Обалдеть в третьей степени! Ничего себе поездочка нам предстоит! Игра со смертью! Русская рулетка! Почему Эдмонд так спокоен?
Вероятно, он все прочел на моем лице и уверенным тоном объяснил:
— Когда прочие варианты невозможны, к чему беспокоиться о неизбежном? «Будь, что будет» — ведь так ты мне часто сам говорил.
Тут я бы с ним поспорил. Помнится мне, я говорил о том, что будем искать другие пути, когда решался вопрос с отъездом родни из Одессы. Неужели нет возможности купить или нанять корабль без подобного смертоносного груза?
— Понимаешь, Коста, если мы не привезем с собой оружие, мы будем выглядеть болтунами и дальше побережья нас не пустят. Я буду выглядеть болтуном. Я уже обещал черкесам порох, когда в последний раз был в Суджук-Кале.
— Эдмонд — взмолился я. — Ничего не понимаю! Какие черкесы? Какой порох? В последний раз в Суджук-Кале вы встречались со штабом генерала Вельяминова!
— Я неточно выразился, прости. Я бывал в Черкесии и раньше. Два года назад. Теперь можно в этом тебе признаться.

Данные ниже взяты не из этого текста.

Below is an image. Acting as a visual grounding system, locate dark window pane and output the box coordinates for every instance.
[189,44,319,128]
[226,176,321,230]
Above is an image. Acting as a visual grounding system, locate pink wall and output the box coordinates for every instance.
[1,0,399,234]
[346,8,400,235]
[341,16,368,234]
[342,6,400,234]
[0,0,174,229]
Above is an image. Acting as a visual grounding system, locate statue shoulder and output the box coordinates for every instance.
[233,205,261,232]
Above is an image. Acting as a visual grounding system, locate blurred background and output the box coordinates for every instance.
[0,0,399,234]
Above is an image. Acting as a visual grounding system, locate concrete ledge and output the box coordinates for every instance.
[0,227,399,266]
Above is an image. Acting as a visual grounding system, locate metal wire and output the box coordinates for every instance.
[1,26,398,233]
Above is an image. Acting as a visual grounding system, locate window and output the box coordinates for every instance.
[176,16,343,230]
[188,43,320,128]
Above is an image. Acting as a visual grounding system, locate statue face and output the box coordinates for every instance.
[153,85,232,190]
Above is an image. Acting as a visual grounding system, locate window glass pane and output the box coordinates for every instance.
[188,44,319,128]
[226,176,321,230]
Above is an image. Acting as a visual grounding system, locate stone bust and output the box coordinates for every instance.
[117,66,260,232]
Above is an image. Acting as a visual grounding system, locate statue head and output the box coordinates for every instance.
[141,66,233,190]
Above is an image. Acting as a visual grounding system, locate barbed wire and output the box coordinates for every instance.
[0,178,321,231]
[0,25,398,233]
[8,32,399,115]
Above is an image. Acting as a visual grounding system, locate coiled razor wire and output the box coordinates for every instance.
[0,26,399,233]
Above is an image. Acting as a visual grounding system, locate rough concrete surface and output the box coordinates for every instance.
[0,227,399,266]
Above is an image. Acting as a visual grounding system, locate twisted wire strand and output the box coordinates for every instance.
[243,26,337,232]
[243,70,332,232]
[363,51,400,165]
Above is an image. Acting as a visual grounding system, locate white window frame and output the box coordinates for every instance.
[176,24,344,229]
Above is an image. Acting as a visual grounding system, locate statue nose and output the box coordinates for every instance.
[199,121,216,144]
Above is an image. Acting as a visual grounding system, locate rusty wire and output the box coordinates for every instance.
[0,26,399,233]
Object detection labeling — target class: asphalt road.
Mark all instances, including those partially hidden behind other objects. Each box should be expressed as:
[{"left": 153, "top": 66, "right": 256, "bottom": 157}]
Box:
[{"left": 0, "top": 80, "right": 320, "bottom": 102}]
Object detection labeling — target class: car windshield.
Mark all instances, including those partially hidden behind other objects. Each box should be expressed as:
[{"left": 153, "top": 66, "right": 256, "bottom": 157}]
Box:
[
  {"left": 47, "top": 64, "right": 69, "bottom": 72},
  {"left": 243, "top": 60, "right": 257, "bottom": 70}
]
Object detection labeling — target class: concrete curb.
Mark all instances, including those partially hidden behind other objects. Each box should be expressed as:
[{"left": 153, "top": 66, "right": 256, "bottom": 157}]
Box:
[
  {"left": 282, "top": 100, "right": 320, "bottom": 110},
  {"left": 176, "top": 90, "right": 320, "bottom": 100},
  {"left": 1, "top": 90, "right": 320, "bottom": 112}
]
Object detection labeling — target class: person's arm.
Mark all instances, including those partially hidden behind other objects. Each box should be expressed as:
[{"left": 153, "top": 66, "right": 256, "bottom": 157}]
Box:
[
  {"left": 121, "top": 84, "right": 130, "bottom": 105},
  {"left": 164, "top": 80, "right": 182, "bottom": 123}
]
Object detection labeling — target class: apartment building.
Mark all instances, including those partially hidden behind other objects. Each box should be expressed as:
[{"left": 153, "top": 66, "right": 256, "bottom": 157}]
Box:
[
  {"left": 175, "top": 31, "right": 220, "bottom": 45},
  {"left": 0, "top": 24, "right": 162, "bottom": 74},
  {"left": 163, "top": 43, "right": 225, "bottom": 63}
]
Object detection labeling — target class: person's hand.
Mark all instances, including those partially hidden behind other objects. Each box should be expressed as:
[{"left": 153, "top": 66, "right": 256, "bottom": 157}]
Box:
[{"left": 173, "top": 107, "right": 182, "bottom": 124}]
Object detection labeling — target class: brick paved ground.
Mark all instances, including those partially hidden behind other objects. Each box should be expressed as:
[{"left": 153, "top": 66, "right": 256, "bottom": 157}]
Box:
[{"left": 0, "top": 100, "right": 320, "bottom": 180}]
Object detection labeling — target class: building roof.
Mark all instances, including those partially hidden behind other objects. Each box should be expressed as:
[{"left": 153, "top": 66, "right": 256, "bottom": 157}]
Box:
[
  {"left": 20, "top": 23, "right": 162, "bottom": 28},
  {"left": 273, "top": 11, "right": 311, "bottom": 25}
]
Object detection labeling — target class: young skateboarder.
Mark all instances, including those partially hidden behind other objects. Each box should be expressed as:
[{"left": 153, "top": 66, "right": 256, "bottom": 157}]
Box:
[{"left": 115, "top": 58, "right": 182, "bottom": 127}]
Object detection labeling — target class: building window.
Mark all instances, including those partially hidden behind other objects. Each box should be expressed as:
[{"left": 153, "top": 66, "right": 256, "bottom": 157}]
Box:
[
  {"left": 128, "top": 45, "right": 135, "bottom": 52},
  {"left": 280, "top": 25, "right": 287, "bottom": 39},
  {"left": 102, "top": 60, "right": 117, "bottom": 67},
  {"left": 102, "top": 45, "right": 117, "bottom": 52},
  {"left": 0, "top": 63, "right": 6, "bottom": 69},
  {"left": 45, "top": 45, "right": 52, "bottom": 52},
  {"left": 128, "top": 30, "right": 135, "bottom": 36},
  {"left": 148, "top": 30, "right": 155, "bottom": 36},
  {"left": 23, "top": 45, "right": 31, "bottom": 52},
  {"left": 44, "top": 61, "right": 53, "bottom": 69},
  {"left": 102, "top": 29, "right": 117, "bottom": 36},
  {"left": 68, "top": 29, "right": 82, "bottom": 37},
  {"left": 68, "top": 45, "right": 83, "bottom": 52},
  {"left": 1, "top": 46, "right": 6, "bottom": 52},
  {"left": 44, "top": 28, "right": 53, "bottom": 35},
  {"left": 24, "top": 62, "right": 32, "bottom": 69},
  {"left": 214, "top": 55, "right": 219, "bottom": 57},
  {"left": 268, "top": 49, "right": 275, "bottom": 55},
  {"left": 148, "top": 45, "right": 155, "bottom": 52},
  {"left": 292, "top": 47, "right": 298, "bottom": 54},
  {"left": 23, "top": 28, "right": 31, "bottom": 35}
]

— Вместе с Урквартом? — догадался я.
— Именно так, кунак. На яхте капитана Лайонса в 34-м. Мы покатались по окрестностям, поднимались на горы и перезнакомились со многими вождями. К одному из них мы и поедем. И я обещал ему порох, соль, турецкие винтовки и свинец для пуль. Кстати. В следующем году после нашего визита в Цемесе была задержана английская яхта «Лорд Спенсер». Ты не находишь забавным это совпадение?
— Я нахожу его скорее предостерегающим, — грустно ответил я. — Но ведь тебя ничто не остановит?
— Сейчас? Когда мы в полушаге от успеха?
— Будь, что будет, — повторил его слова, сказанные минуту назад.
— Не стоит отчаиваться, мистер Варвакис! — решил подбодрить меня Стюарт, вернув мне титул «мистера» в столь ответственный момент. — У меня есть кое-что, чем поднять вам настроение. Мы поработаем с Эдмондом с бумагами. Вы же прогуляетесь с Ахметом в одно место, где вас кое-кто поджидает.
[1] Трабзон как только не называли в то время. И Трапезонд, и Трабезунд, и Трапезонт и т.д.